Agilent and Hewlett-Packard executives, as well as analysts at most big Wall Street brokerages, declined to comment because of SEC rules prohibiting hyping stocks around the time of their initial sale.

The biggest chunk of Agilent, with $4.1 billion in 1998 revenue and a staff of more than 18,000, manufactures testing and measurement equipment used to design and make electronic and communications devices.

That's where Hewlett-Packard began, with audio oscillators that Walt Disney Co. bought to test the sound equipment for "Fantasia."

Customers now include a veritable who's who of blue chips, including wireless communications leaders Motorola Inc., Ericsson and Nokia Corp., long-distance providers AT&T and Sprint Corp., as well as IBM Corp., Intel Corp., General Motors Corp. and General Electric Co.

Agilent has its fingers in many communications pies, making devices to optimize fiber-optic connections as well as those that aid in sending data over digital subscriber lines. Some of the products sell for more than $1 million apiece.

Less exciting are the parts of Agilent that make chemical analysis systems and medical equipment, such as ultrasound and heart defibrillator parts, investors say.

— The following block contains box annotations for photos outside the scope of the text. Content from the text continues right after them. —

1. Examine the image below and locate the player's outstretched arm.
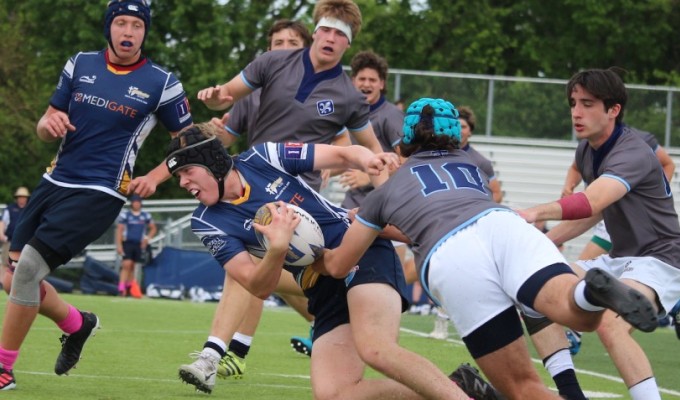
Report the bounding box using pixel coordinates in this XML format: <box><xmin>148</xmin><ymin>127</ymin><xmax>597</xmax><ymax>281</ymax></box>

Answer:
<box><xmin>198</xmin><ymin>74</ymin><xmax>252</xmax><ymax>111</ymax></box>
<box><xmin>314</xmin><ymin>144</ymin><xmax>399</xmax><ymax>176</ymax></box>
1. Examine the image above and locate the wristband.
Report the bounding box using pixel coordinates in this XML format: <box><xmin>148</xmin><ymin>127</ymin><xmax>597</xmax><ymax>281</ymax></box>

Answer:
<box><xmin>557</xmin><ymin>192</ymin><xmax>593</xmax><ymax>220</ymax></box>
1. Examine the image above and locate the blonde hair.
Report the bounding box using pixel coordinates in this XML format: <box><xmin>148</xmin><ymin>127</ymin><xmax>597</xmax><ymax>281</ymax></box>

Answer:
<box><xmin>313</xmin><ymin>0</ymin><xmax>361</xmax><ymax>41</ymax></box>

"The medical instrumentation and chemical analysis are much less attractive," said Bill Milton of Brown Bros. Harriman, who was generally unexcited about the offering as a whole because "Agilent represents the more mature parts of HP's business."

The "hidden jewel" is Agilent's semiconductor-equipment business, which recorded $1.6 billion in sales last year, said Jimmy Chang, a technology stock analyst with U.S. Trust Co. in New York.